ALTHOLACTONE: A NATURAL LEAD SCAFFOLD AS A POTENTIAL ANTICANCER AGENTHTML Full Text
ALTHOLACTONE: A NATURAL LEAD SCAFFOLD AS A POTENTIAL ANTICANCER AGENT
Tripti Sharma * and Sudhir Kumar Paidesetty
Department of Medicinal Chemistry, Faculty of Pharmaceutical Sciences, Siksha ‘O’ Anusandhan (Deemed to be University), Bhubaneswar - 751003, Odisha, India.
ABSTRACT: Cancer is one of the most dreaded diseases across the globe. Drug resistance and adverse effects of various classical chemotherapeutic agents are the major challenges for cancer therapy. Cancer treatments with synthetic drugs are associated with severe side effects. Synthetic drugs address symptoms caused by diseases; on the other hand a plant-based medicine usually directs towards aiding body’s own healing process as it is in sync with nature. Natural products and their derivatives can be a promising alternative to existing cancer therapy. Several phytoconstituents have been identified as a valuable source of clinically important anticancer agents. Novel chemical entities and compounds of natural origin have been explored for efficient anticancer activity. Altholactone, a styryl lactone primarily found in Goniothalamus sp., exhibits cytotoxic and antitumor activities. Therefore, an attempt has been made to summarize altholactone analogues. Its structure-activity relationship (SAR) is suggested as a potent anticancer drug candidate, which may provide a structural framework to design and develop a novel anticancer drug in the future.

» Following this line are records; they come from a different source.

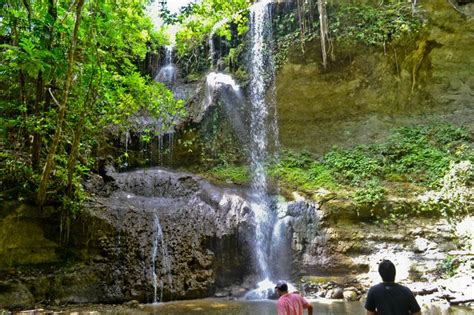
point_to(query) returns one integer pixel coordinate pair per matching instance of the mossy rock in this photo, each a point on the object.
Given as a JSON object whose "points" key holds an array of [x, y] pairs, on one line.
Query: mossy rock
{"points": [[15, 295]]}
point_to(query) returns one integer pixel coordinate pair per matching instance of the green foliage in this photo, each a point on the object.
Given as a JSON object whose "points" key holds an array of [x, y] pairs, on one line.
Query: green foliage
{"points": [[455, 195], [107, 89], [197, 25], [301, 171], [373, 25], [353, 166], [349, 24], [231, 174], [421, 155], [370, 194], [449, 265]]}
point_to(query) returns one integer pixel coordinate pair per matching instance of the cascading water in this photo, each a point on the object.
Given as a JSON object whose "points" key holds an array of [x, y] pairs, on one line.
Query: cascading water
{"points": [[216, 26], [260, 28], [168, 73], [159, 241], [263, 128]]}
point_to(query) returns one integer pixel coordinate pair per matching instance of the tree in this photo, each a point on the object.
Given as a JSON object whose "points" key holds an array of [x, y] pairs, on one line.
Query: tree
{"points": [[60, 106]]}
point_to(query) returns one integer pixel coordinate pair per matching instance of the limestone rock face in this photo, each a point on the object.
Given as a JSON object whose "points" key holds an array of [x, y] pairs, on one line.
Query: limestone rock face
{"points": [[146, 235], [190, 234], [365, 92]]}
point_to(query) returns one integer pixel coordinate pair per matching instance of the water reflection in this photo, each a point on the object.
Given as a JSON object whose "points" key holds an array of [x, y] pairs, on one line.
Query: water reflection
{"points": [[225, 307], [266, 307]]}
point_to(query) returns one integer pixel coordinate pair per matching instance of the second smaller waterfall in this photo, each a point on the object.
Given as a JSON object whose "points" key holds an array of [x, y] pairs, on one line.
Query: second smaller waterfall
{"points": [[168, 72], [159, 242]]}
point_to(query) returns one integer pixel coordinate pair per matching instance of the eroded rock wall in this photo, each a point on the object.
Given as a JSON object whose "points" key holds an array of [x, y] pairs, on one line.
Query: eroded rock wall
{"points": [[367, 91]]}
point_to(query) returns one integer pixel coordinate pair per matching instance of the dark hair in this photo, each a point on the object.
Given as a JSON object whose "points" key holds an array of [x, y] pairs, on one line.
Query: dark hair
{"points": [[387, 271], [282, 286]]}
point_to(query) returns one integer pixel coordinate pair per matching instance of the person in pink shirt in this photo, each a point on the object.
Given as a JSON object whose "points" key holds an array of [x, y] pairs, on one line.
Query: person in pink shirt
{"points": [[291, 303]]}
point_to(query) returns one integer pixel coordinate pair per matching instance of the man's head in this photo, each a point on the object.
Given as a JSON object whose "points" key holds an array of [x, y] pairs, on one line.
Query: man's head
{"points": [[387, 271], [281, 288]]}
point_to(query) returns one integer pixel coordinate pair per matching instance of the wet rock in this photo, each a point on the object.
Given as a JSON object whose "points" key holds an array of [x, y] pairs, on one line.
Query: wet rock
{"points": [[15, 295], [132, 304], [350, 295]]}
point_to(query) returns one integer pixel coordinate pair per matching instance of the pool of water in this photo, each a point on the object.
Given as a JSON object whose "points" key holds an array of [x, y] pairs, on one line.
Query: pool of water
{"points": [[320, 307], [227, 307]]}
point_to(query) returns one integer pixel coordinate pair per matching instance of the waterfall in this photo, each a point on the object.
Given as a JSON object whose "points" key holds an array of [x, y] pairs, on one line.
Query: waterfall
{"points": [[159, 241], [216, 26], [223, 86], [261, 71], [168, 72]]}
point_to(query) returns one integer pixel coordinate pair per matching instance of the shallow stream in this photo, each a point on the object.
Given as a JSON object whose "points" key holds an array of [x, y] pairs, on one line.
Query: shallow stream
{"points": [[229, 307]]}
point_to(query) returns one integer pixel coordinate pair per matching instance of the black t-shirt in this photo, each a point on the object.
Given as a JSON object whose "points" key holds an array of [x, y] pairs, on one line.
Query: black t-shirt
{"points": [[390, 298]]}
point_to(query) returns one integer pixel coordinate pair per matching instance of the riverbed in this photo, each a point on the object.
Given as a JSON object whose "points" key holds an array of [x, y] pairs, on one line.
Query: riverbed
{"points": [[227, 307]]}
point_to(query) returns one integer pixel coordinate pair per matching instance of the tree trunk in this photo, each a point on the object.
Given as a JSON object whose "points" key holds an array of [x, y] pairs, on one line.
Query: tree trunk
{"points": [[49, 165], [36, 147], [323, 25]]}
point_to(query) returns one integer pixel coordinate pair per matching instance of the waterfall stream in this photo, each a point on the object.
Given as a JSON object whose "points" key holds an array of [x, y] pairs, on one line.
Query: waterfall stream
{"points": [[159, 241], [168, 73], [260, 61]]}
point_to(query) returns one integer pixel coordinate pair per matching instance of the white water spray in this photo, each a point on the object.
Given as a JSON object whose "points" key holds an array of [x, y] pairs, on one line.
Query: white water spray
{"points": [[260, 28], [168, 73], [165, 260]]}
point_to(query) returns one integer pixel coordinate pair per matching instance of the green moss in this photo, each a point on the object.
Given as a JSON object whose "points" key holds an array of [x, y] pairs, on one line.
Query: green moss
{"points": [[231, 174], [418, 154]]}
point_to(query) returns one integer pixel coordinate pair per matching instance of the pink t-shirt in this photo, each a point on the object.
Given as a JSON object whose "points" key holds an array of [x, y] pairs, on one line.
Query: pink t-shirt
{"points": [[291, 304]]}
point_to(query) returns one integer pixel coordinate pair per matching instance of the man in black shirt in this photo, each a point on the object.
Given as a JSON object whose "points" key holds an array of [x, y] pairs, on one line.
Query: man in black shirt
{"points": [[388, 297]]}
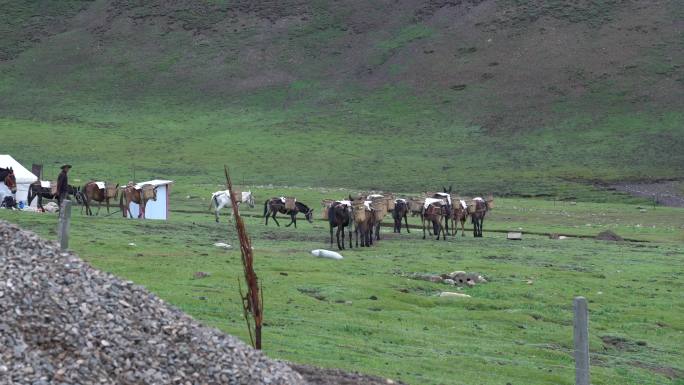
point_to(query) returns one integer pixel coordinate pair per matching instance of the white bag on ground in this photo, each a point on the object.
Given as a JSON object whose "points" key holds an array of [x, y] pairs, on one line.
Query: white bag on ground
{"points": [[326, 254]]}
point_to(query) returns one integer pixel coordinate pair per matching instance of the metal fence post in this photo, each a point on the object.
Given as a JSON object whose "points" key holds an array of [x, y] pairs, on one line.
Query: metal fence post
{"points": [[63, 227], [581, 336]]}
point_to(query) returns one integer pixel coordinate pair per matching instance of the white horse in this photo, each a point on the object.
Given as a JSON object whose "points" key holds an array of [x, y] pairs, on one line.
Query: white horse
{"points": [[221, 199]]}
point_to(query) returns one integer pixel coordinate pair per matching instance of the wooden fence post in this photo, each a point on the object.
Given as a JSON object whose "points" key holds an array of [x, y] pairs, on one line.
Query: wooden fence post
{"points": [[581, 336], [63, 227]]}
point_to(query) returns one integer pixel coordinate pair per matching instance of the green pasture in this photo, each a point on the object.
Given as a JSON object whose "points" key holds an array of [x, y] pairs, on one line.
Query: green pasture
{"points": [[364, 313]]}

Altholactone, Stereoisomers, Styryl-lactone, Cancer, Phytoconstituents
INTRODUCTION: Cancer is the second most leading cause of death globally and is responsible for 9.6 million deaths in 2018 worldwide 1. According to WHO, a cancer mortality rate of 79 per 100,000 deaths was reported in India, and this accounted for 6 percent of total deaths 2. Most anticancer agents lack selectivity against cancer cells, display a narrow therapeutic index and drug resistance. A search of a potent drug candidate for treatment and minimizing their toxic side effects in cancer treatment is the need of the hour 3.
Over the past half-century, small organic molecules derived from plants have been employed for cancer chemotherapy 4. These phytoconstituents exhibit considerable structural diversity, tend to adopt preferred conformation and necessary steric complexity compared to other synthesized organic compounds. Phytoconstituents have more chiral centers, less hetero, and heavy atoms with complex ring systems. Therefore, the natural products are regarded as possessing “drug-like” and “biologically friendly” molecular properties 5-7. Natural products act as good lead compounds for optimization by chemical modification through synthetic organic chemistry methods in the discovery of anticancer agents.
Goniothalenol or altholactone (1) belongs to the styryl-lactone family; it comprises of an α,β-unsaturated δ-lactone (5-oxygenated- 5,6-dihydro-2H-pyran-2-one) and a disubstituted furanic motif with a cis configuration bicyclic ring system. IUPAC nomenclature of (+) altholactone nucleus is (2R,3R,3aS,7aS)-3-hydroxy-2-phenyl- 2, 3, 3a, 7a-tetrahydrofuro [3, 2-b] pyran-5-one Fig. 1. (+)-Altholactone is characterized by the presence of a cis-fused tetrahydrofurano-2 pyrone structure and its diastereomer, isoaltholactone (3), differs only in the configuration of the stereogenic centers at C-2 and C-3. Styryllactones are found primarily in Goniothalamus sp., and have various cytotoxic and antitumor activities 8. In the review, we have summarized the current knowledge including their isolation, synthesis and structure activity relationship (SAR) of altholactone and its derivatives as anticancer agent.
FIG. 1: STRUCTURE OF αβ-UNSATURATED FURANO(ALTHOLACTONE TYPE) AND RELATED COMPOUNDS
Sources of Altholactone: Loder and Nearn in the year 1977, identified altholactone from the bark of Polyalthia sp., 9. Later after eight years El-zayat et al isolated it from the bark of Goniothalamus giganteus (Annonaceae) 10. (+)-Altholactone (1) was characterized from G. arvensis Scheff., and G. borneensis collected in Malaysia 11-12. (+)-Isoaltholactone (3) was isolated from the stem bark of G. malayanus, stem bark and leaves of G.montanus and roots of G. tapics 13 Table 1.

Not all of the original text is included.